Trading money was nonetheless trading. It required at least one iron testicle and the same peculiar logic as bond trading. Witness: One day earlier in his career Dall was in the market to buy (borrow) fifty million dollars. He checked around and found the money market was 4 to 4.25 percent, which meant he could buy (borrow) at 4.25 percent or sell (lend) at 4 percent. When he actually tried to buy fifty million dollars at 4.25 percent, however, the market moved to 4.25 to 4.5 percent. The sellers were scared off by a large buyer. Dall bid 4.5. The market moved again, to 4.5 to 4.75 percent. He raised his bid several more times with the same result, then went to Bill Simon’s office to tell him he couldn’t buy money. All the sellers were running like chickens.

“Then you be the seller,” said Simon.

So Dall became the seller, although he actually needed to buy. He sold fifty million dollars at 5.5 percent. He sold another fifty million dollars at 5.5 percent. Then, as Simon had guessed, the market collapsed. Everyone wanted to sell. There were no buyers. “Buy them back now,” said Simon when the market reached 4 percent.
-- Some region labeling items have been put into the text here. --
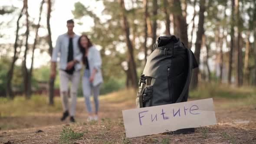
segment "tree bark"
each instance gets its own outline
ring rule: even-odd
[[[38,36],[38,29],[40,27],[40,22],[41,21],[41,15],[42,14],[42,11],[43,10],[43,5],[44,3],[44,0],[43,0],[41,3],[41,6],[40,7],[40,9],[39,10],[39,20],[38,20],[38,23],[37,23],[37,25],[36,25],[36,36],[35,36],[35,39],[34,40],[34,44],[33,45],[33,48],[32,49],[32,58],[31,58],[31,65],[30,66],[30,71],[29,73],[29,79],[30,81],[29,82],[29,87],[28,87],[28,94],[29,95],[31,95],[32,94],[32,79],[33,76],[33,65],[34,63],[34,53],[35,52],[35,49],[36,49],[36,44],[37,43],[37,37]]]
[[[157,40],[157,28],[158,27],[158,24],[157,23],[157,16],[158,14],[158,1],[157,0],[153,0],[153,24],[152,26],[152,43],[151,46],[151,49],[153,51],[153,45],[156,42]]]
[[[25,49],[24,52],[24,61],[23,65],[23,82],[24,86],[24,92],[26,98],[30,98],[30,96],[29,94],[29,82],[30,80],[29,77],[29,73],[30,72],[28,71],[28,69],[26,67],[26,55],[27,52],[29,49],[28,42],[28,40],[29,36],[30,30],[29,30],[29,14],[28,12],[28,0],[24,0],[24,3],[26,9],[26,44],[25,44]]]
[[[132,79],[132,86],[135,88],[138,88],[138,78],[137,76],[137,72],[136,68],[136,64],[135,63],[134,56],[133,54],[133,47],[131,44],[131,42],[130,39],[130,28],[129,23],[127,20],[127,18],[125,14],[125,11],[126,10],[125,3],[123,0],[119,0],[121,4],[121,7],[122,8],[123,12],[122,13],[122,17],[123,23],[123,29],[124,33],[125,33],[125,38],[126,44],[128,48],[128,52],[129,54],[129,59],[131,61],[131,66],[129,68],[131,68],[131,79]]]
[[[221,39],[219,39],[220,43],[220,83],[222,83],[223,78],[223,51],[222,50],[223,47],[223,39],[224,39],[224,29],[222,33],[222,37]]]
[[[249,59],[249,51],[250,47],[250,41],[249,38],[250,36],[250,32],[247,31],[247,39],[246,43],[246,49],[245,49],[245,56],[244,58],[244,80],[245,83],[249,85],[249,70],[248,69],[248,63]]]
[[[16,60],[18,59],[17,56],[17,48],[18,47],[18,41],[19,39],[19,31],[20,30],[20,20],[22,16],[23,13],[24,13],[24,5],[23,4],[23,7],[21,9],[20,15],[18,18],[18,20],[16,22],[16,36],[15,38],[15,41],[14,42],[14,52],[13,57],[13,61],[11,64],[11,66],[7,74],[7,85],[6,85],[6,94],[7,97],[13,99],[14,97],[13,90],[12,88],[12,80],[13,79],[13,70],[14,69],[14,65]]]
[[[231,9],[231,23],[230,23],[230,51],[229,53],[229,69],[228,69],[228,81],[229,84],[230,84],[231,83],[231,76],[232,74],[232,65],[233,62],[233,47],[234,47],[234,22],[235,20],[234,19],[234,7],[235,7],[235,0],[232,0],[232,9]]]
[[[49,45],[49,53],[52,56],[53,52],[53,43],[52,42],[52,34],[51,33],[51,27],[50,25],[50,18],[51,17],[51,12],[52,11],[52,2],[51,0],[48,0],[48,9],[47,16],[47,25],[48,31],[48,44]],[[49,81],[49,105],[52,105],[54,104],[54,81],[55,78],[50,78]]]
[[[256,1],[253,3],[256,6]],[[254,85],[256,86],[256,7],[254,7],[253,12],[253,37],[254,38]]]
[[[147,56],[148,56],[148,48],[147,47],[147,41],[148,40],[148,24],[147,23],[147,18],[148,17],[148,0],[143,0],[143,5],[144,7],[144,55],[145,55],[145,63],[147,62]]]
[[[207,71],[208,71],[208,79],[209,82],[211,81],[211,72],[210,70],[210,67],[209,66],[209,63],[208,63],[208,60],[209,59],[209,47],[207,44],[205,45],[206,46],[206,66],[207,67]]]
[[[167,8],[168,2],[167,0],[164,0],[164,12],[165,17],[165,32],[166,35],[171,35],[170,29],[171,28],[171,20],[170,20],[170,12]]]
[[[202,44],[202,37],[204,33],[203,29],[203,23],[204,20],[204,15],[203,13],[205,10],[205,0],[200,0],[200,10],[199,10],[199,20],[198,22],[198,29],[197,33],[197,40],[195,43],[195,50],[194,52],[195,57],[197,62],[200,63],[200,51],[201,50],[201,45]],[[191,81],[191,88],[195,89],[198,84],[198,73],[199,69],[196,68],[194,69],[192,72],[192,79]]]
[[[254,20],[254,85],[256,85],[256,20]]]

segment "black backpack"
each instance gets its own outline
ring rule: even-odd
[[[198,67],[194,54],[174,35],[160,36],[157,42],[141,75],[137,108],[187,101],[192,69]],[[194,132],[182,130],[176,133]]]

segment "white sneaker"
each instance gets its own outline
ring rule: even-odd
[[[94,119],[94,121],[98,121],[98,116],[97,115],[95,116]]]
[[[93,120],[93,118],[92,118],[92,116],[89,116],[88,118],[87,118],[87,121],[91,121],[92,120]]]

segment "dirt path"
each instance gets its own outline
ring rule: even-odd
[[[197,128],[195,133],[190,134],[161,134],[128,139],[125,137],[121,110],[134,108],[134,101],[100,102],[100,120],[96,123],[84,122],[87,115],[82,100],[78,101],[75,117],[77,122],[73,124],[70,124],[69,120],[60,121],[61,112],[0,118],[0,122],[13,126],[12,130],[0,131],[0,144],[58,144],[63,125],[75,131],[87,131],[82,137],[71,141],[72,144],[165,144],[166,141],[183,144],[256,144],[255,106],[223,108],[219,106],[225,101],[216,100],[214,104],[218,124],[216,125]],[[38,130],[43,132],[36,133]]]

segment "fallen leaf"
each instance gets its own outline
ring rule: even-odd
[[[39,132],[43,132],[43,131],[42,131],[41,130],[38,130],[36,131],[36,133],[39,133]]]

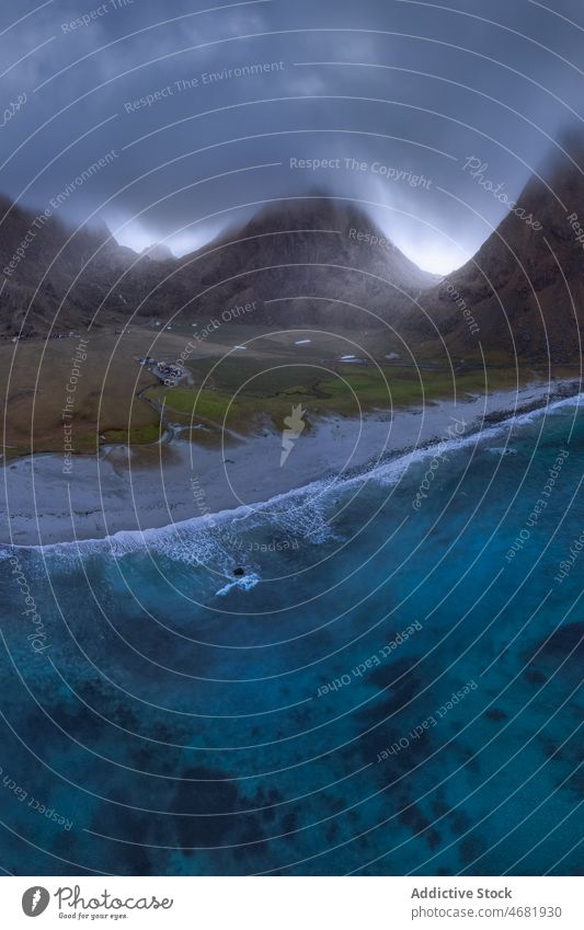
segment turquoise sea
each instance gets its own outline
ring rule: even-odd
[[[2,550],[3,870],[580,874],[581,402]]]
So Dall not only got his fifty million dollars at 4 percent but took a profit on the money he had sold at higher rates. That was how a Salomon bond trader thought: He forgot whatever it was that he wanted to do for a minute and put his finger on the pulse of the market. If the market felt fidgety, if people were scared or desperate, he herded them like sheep into a corner, then make them pay for their uncertainty. He sat on the market until it puked gold coins. Then he worried about what he wanted to do.